# _Group by_

A simple example where we can find how **group by** task works. This task is able with command-line.


In [1]:
from os.path import dirname
from os import getcwd
from openvariant import group_by

dataset_folder = f'{dirname(getcwd())}/datasets/sample2'
annotation_path = f'{dirname(getcwd())}/datasets/sample2/annotation.yaml'

`group_by` task allows us to group the rows depending on the value of an output field.
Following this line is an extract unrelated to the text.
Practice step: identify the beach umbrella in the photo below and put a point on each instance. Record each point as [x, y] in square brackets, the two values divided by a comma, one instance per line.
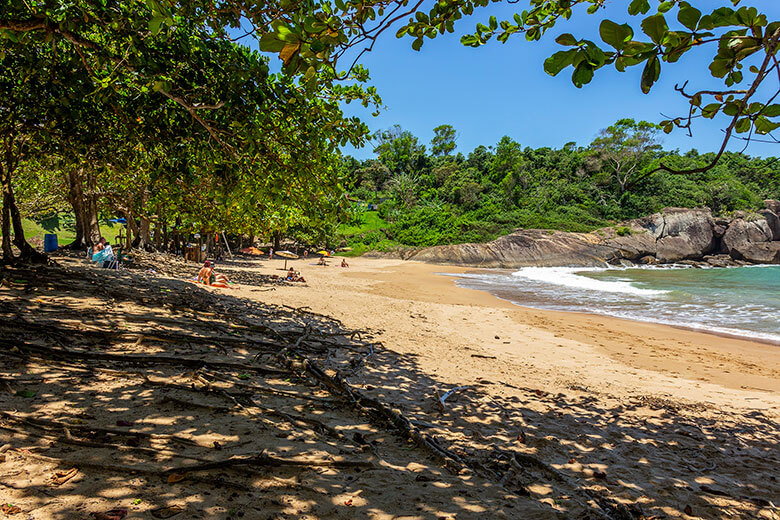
[287, 255]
- `base_path` - Input path to explore and parse.
- `annotation_path` - Path of the annotation path.
- `script` - Command-line to execute with the result of the parsing.
- `key_by` - Key to group rows.
- `where` - Filter expression.
- `cores` - Maximum processes to run in parallel.
- `quite` - Do not show the progress meanwhile the parsing is running.
- `header` - Show header on the result.
- `skip_files` - Skip unreadable files and directories.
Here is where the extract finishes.